The Western Coast
Page 9
Annie went over and stroked the dog. He placed his big head in her hand and looked up at her with saintly eyes. She felt a pang of hunger. She wished someone had offered her a piece of cake. She hadn’t eaten anything since that stale orange.
Jim’s voice had undergone a curious transformation. Now its timbre was rough, his speech like a movie gangster’s. He finished his conversation and turned back to look at her. She grew restive under his silent investigation. “You have,” he said finally, “a very good face. Although I don’t know what’s behind it…Brazzi is a prize fighter and might have been a good one if he hadn’t given himself over to women. It’s worse than drink. I’ve put a lot of money into his sad career. Ah, well…now I propose we get clear of this house and have an evening.”
The jacket he took from a closet looked much like that one of her father’s she’d left in the Seventy-third Street apartment.

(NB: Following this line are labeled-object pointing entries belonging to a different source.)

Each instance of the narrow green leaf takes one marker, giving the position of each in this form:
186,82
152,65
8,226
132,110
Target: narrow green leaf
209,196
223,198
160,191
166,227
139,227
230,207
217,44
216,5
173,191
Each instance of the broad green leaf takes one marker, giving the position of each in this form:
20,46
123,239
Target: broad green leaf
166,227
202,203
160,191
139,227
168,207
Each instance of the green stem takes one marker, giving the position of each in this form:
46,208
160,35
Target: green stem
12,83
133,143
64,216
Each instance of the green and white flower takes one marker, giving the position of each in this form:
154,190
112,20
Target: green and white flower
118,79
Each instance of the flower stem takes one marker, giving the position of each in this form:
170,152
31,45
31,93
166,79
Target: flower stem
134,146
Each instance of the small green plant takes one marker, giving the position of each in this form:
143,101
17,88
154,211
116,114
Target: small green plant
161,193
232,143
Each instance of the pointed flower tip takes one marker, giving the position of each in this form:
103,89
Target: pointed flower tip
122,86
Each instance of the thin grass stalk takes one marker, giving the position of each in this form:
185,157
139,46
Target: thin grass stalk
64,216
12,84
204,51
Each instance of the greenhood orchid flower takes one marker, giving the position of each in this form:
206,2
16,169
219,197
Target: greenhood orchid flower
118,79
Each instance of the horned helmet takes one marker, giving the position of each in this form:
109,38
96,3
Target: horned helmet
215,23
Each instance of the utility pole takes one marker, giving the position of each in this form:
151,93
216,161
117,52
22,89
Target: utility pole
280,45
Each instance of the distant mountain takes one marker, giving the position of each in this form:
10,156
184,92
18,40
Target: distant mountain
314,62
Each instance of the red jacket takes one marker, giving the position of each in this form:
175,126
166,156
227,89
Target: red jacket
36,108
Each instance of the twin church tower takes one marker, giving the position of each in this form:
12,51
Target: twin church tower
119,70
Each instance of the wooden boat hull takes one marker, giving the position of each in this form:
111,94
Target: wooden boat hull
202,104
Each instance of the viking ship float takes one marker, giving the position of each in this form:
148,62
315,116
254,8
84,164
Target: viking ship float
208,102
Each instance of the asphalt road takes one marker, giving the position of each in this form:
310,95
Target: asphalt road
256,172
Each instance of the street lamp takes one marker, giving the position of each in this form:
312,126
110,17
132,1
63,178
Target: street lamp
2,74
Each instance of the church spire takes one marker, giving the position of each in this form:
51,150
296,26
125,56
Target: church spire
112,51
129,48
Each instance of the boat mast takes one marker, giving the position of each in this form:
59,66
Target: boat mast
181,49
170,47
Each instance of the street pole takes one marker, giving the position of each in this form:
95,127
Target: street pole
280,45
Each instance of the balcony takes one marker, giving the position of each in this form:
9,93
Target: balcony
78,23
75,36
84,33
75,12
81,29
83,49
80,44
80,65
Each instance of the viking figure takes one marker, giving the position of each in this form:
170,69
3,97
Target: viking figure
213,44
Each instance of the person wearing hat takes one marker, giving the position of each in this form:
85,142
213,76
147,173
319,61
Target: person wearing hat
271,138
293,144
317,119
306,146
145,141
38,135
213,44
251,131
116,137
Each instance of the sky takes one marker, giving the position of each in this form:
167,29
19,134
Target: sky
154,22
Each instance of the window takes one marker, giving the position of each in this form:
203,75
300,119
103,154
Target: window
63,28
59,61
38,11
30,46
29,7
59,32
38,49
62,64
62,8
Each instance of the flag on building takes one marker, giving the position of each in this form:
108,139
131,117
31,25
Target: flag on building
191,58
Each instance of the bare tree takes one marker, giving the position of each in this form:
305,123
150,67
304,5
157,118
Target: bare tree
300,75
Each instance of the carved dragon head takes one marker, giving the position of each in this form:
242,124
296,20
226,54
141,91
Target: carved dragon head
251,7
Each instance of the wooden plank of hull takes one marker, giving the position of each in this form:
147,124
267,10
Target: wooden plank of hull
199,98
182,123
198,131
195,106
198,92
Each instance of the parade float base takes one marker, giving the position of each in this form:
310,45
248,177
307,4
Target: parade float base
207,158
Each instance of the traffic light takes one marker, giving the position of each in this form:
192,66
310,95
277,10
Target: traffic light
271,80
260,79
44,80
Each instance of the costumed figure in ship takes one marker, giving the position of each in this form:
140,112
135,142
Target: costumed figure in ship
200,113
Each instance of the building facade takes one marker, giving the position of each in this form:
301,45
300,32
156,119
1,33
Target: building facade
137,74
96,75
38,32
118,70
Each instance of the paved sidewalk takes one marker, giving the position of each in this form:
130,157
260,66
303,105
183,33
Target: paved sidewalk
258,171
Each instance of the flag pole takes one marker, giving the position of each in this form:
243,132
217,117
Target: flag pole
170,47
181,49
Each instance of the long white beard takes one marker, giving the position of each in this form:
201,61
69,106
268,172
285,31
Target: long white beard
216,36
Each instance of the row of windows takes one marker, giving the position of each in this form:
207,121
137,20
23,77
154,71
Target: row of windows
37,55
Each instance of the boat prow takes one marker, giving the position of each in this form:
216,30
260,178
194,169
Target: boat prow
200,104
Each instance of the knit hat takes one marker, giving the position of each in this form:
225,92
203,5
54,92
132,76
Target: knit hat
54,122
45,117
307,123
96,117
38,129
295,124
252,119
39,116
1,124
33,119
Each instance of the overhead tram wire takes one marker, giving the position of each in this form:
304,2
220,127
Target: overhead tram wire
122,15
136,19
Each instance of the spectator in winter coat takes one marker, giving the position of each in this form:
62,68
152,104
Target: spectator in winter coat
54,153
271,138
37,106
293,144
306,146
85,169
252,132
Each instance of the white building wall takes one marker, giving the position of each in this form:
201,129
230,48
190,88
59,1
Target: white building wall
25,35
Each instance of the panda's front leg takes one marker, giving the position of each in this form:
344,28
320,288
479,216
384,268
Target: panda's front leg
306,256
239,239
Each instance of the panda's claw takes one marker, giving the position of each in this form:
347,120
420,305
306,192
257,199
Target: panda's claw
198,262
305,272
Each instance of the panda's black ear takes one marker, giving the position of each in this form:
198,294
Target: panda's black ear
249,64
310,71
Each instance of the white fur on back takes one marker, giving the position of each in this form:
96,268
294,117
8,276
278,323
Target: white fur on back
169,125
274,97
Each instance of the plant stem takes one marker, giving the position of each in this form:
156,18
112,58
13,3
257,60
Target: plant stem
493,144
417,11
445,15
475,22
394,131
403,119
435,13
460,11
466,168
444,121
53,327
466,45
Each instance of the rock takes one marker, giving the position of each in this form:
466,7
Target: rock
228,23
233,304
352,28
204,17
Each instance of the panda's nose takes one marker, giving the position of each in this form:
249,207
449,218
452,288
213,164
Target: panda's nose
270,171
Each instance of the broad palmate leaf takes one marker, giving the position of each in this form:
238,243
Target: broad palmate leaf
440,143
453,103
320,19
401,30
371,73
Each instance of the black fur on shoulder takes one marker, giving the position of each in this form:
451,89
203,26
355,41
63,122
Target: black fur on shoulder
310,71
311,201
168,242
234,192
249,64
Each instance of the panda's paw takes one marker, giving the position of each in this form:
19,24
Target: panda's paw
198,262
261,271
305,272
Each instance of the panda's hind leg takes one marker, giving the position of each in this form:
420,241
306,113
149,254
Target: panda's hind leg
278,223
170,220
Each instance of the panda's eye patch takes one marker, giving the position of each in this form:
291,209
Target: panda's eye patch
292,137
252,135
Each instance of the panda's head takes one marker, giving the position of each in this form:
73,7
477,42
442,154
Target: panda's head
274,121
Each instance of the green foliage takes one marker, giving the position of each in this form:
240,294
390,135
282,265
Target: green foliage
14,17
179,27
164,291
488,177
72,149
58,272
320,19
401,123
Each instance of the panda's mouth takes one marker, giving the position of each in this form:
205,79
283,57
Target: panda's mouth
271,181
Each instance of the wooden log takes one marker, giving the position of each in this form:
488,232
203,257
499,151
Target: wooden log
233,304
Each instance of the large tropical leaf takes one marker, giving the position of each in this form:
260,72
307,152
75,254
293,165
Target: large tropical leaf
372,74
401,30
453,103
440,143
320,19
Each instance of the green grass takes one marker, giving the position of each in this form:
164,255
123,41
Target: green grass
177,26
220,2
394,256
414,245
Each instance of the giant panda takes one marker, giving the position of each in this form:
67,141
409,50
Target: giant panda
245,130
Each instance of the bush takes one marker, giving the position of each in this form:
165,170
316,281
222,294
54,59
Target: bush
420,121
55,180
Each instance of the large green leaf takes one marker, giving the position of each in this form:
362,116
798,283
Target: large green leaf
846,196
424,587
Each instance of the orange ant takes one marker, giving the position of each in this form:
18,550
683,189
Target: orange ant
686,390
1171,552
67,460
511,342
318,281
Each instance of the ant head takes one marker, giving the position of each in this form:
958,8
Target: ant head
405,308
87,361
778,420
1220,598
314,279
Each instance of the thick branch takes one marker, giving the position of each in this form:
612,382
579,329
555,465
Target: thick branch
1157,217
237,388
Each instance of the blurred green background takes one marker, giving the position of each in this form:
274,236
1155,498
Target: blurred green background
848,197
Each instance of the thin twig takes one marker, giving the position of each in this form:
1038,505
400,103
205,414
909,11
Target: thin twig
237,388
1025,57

Interrupting her wary recall of those rooms, Jim said, “Beatrice is out here, did you know that? I’ve seen her twice but she won’t speak to me, holding me responsible for the break with your father, no doubt. Women do that…”
When she didn’t reply, he came over and stood in front of her. “Beatrice?” he repeated with a touch of irony.
“Oh! That Beatrice. I always called her Bea.”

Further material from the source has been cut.